April 2, 2019

Chemo Day 7. The oral thrush came back. Painful, white wall-to-wall carpeting for my mouth and throat. Got on top of the medication much faster this time, so hopefully it will be gone soon.

I’m doing it! I’m proceeding down the chemo path. I think this is basically happening according to plan. The way it makes my body feel is entirely different from anything else I’ve ever felt. I keep checking it against what happened last time, what the nurse triage line tells me, and filling in with the assumption that if what I’m feeling could logically be explained by being repeatedly poisoned, it’s probably okay.

A lot of it could also be explained if I was dying, right now.

I was prepared for my hair to fall out. I wasn’t prepared for feeling so entirely sick when I was pulling it out in handfuls. Not because I was sad about losing my hair, but in that moment, it was a sickening feeling of “This isn’t right.” This doesn’t happen to well and healthy people.
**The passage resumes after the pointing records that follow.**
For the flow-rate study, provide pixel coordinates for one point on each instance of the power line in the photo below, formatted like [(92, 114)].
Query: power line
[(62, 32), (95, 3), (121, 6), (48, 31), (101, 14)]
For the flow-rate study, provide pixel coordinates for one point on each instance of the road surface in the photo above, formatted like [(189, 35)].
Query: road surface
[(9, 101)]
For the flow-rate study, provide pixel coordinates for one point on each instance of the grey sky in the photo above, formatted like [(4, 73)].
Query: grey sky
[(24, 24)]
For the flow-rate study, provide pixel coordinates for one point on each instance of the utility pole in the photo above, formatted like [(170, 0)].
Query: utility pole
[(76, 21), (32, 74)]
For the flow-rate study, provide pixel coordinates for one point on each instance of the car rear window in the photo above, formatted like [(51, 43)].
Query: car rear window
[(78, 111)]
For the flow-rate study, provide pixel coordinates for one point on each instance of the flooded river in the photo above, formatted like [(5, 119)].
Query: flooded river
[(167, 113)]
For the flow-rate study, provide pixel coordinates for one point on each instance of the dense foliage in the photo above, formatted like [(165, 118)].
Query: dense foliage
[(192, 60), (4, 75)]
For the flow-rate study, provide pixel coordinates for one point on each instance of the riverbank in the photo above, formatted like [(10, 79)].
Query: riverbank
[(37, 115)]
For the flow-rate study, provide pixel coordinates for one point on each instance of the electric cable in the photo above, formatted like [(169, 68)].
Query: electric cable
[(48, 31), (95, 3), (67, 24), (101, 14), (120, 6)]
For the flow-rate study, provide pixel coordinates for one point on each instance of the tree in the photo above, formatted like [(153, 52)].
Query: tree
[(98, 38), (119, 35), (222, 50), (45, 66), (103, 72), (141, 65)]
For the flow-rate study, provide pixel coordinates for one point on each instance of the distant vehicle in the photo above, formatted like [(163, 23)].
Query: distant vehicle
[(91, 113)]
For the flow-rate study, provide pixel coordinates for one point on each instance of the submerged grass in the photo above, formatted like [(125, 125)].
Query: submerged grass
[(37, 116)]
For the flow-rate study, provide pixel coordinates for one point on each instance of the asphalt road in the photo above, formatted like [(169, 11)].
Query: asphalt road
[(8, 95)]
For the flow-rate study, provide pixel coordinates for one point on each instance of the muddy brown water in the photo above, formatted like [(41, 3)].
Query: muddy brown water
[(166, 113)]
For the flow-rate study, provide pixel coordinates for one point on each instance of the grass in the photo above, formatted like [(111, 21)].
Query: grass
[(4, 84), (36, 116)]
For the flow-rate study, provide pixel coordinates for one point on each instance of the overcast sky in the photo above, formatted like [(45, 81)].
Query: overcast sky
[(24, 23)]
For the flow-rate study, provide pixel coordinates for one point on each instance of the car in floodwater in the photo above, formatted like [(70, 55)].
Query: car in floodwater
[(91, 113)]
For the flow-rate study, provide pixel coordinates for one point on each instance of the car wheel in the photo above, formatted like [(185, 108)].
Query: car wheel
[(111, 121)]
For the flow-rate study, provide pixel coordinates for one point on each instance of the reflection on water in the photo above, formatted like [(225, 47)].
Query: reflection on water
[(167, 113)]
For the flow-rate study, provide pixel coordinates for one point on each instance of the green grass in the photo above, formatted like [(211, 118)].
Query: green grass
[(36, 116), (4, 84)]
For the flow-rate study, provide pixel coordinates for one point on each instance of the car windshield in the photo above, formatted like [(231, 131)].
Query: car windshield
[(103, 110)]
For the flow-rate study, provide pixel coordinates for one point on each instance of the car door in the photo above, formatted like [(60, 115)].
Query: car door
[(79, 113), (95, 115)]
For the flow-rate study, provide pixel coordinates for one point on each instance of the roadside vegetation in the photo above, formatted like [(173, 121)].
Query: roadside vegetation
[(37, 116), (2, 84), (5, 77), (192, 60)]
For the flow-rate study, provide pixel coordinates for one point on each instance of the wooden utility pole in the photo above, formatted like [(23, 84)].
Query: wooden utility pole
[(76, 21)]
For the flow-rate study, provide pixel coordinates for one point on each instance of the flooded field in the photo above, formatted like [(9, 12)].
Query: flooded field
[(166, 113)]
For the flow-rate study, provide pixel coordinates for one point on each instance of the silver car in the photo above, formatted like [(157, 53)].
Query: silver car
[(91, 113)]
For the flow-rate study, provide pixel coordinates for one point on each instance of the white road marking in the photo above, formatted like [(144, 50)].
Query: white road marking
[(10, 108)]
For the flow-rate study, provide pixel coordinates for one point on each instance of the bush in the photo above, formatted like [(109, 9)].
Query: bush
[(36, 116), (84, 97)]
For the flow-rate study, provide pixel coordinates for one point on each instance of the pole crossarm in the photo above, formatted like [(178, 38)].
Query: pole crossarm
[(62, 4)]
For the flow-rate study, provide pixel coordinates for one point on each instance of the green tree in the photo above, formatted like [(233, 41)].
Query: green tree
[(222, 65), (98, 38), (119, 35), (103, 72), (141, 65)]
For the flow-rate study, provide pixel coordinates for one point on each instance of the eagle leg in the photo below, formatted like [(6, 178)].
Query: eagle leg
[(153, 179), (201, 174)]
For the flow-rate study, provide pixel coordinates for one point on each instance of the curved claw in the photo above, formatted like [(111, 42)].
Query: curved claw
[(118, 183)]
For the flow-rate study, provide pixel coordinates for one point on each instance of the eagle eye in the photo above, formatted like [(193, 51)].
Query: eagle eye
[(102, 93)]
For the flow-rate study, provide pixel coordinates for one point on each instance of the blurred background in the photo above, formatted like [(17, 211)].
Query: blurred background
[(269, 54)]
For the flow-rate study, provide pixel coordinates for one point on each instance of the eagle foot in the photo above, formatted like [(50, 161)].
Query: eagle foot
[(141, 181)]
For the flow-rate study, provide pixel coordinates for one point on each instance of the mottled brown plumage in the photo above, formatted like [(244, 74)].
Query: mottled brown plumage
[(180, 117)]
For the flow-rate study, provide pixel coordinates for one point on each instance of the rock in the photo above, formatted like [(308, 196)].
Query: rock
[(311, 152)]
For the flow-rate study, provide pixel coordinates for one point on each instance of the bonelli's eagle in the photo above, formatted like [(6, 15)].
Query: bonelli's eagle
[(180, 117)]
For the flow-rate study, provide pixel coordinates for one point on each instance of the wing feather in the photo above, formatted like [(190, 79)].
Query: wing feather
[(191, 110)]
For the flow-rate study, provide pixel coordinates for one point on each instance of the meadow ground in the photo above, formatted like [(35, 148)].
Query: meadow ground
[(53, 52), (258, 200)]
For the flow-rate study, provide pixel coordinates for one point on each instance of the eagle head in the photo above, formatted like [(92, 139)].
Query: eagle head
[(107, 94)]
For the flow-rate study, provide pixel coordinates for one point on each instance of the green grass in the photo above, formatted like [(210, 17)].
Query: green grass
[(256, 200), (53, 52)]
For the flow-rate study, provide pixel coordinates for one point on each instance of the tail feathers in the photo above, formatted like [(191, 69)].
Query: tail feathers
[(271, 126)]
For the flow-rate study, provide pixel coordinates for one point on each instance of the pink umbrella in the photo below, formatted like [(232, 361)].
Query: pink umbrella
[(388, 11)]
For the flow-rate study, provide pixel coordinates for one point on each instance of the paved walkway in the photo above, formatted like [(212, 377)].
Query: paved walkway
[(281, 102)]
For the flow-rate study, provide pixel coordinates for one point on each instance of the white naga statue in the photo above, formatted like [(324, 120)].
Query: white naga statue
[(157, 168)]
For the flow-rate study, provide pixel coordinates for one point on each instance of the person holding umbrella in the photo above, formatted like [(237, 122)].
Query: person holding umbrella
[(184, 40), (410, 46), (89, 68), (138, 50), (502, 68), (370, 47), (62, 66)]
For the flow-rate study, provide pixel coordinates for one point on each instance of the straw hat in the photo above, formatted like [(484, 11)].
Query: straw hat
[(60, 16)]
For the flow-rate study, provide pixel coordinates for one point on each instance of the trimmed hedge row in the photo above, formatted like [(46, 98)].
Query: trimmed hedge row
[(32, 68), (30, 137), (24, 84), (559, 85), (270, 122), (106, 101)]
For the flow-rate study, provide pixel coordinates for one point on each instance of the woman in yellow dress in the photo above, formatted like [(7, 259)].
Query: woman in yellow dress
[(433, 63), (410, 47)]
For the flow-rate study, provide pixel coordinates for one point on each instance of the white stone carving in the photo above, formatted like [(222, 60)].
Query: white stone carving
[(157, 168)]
This is not a sign of vigor. It’s like cutting your hand in the kitchen; not a big deal until you can see your tendons. THAT’S bad.

What I feel like right now, to varying degrees from minute to minute, isn’t right. The last chemo round, I didn’t realize I’d become septic because I just assumed that all of it was chemo-related bullshit. I always thought I’d recognize if things took a real bad turn. I kind of missed it in the past weeks. I managed to get myself heroically saved from death once before, a long time ago. Have I lost my ability to recognize the signs?

But then how do I keep moving forward when I’m possibly dying? The trick is adjusting the dose of Ativan so I’m not constantly worrying that every breath could be my last, while not drugging myself into an oblivion blind to real problems. I don’t have the right balance yet.

I go to sleep to a little voice whispering, “This is what organ failure feels like...goodnight!”